India's corporate bond market could surpass Rs 100–120 trillion by 2030, contingent on significant structural reforms and capacity-building, a report suggests. Over the last ten years, the market has grown notably, with outstanding issuances increasing from Rs 17.5 trillion in FY2015 to Rs 53.6 trillion in FY2025, reflecting an annual growth rate of nearly 12%, according to a Niti Aayog report released on Thursday.

The report highlights that with sustained policy focus, technological advancements, and harmonised regulations, the corporate bond market can become a crucial component of India's financial system. This development would channel both domestic and international capital into productive sectors, supporting India's long-term growth towards Viksit Bharat 2047. Despite progress in debt market infrastructure and regulatory frameworks, India still lags behind global counterparts like South Korea and China.
Market Infrastructure and Regulatory Framework
Currently, the corporate bond market represents about 15–16% of GDP, which is an improvement but still below other nations. Strengthening this market requires ongoing reforms in infrastructure, risk management tools, investor diversification, and credit enhancement mechanisms. Deepening these reforms will not only boost private sector investment but also align financial development with India's strategic goals for inclusive and sustainable growth.

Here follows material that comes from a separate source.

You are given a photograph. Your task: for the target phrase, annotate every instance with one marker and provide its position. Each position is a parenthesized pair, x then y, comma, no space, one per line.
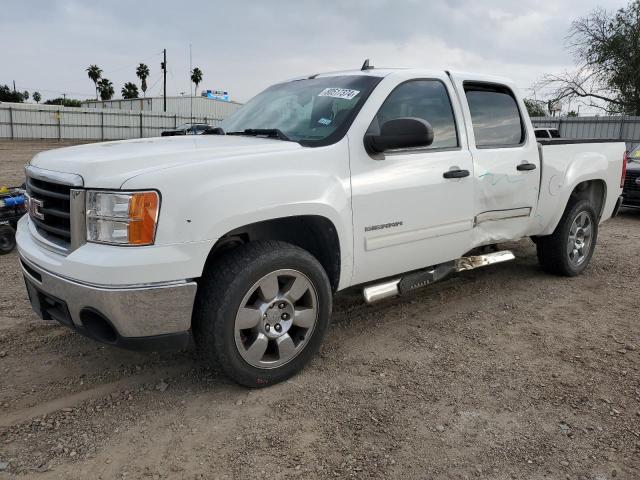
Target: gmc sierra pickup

The report calls for deeper structural reforms and institutional capacity-building to expand the market. Regulatory frameworks need to evolve to support a unified architecture and effective resolution mechanisms. Market infrastructure should be upgraded for scale and resilience, enabling digital transformation across issuance, trading, and settlement processes.
Investor Participation and Technological Advancements
To broaden the issuer base, new asset classes should be promoted while institutionalising product innovation for sustainable investment options. Investor participation can be expanded through targeted incentives, greater integration of foreign investors, and improved transparency. Technological advancements will enhance data-driven decision-making and market intelligence, creating a more efficient bond market.
The recommendations are part of a comprehensive strategy to make India's corporate bond market globally competitive. Implemented in phases, these reforms aim to address short-term issues while building institutional depth for sustainable development. Initial efforts focus on streamlining regulations and procedures, enhancing coordination among regulators, and improving legal clarity.
Challenges and Impediments
The report identifies several impediments such as regulatory overlaps between authorities, extensive disclosure requirements, and procedural delays that discourage broader participation. The secondary market remains shallow with limited liquidity and price transparency. Institutional investors face constraints due to norms limiting exposure to lower-rated securities.
Weak debt recovery mechanisms, high transaction costs, and tax asymmetries further reduce investor appetite. These structural frictions collectively hinder the corporate bond market from reaching its full potential as a driver of capital formation and financial inclusion. Early measures aim to reduce friction by simplifying market access and fostering basic innovation in instruments.
Efforts will also target expanding investor outreach to build confidence across the ecosystem. By addressing these challenges through phased reforms, India aims to create a resilient corporate bond market that supports long-term economic growth.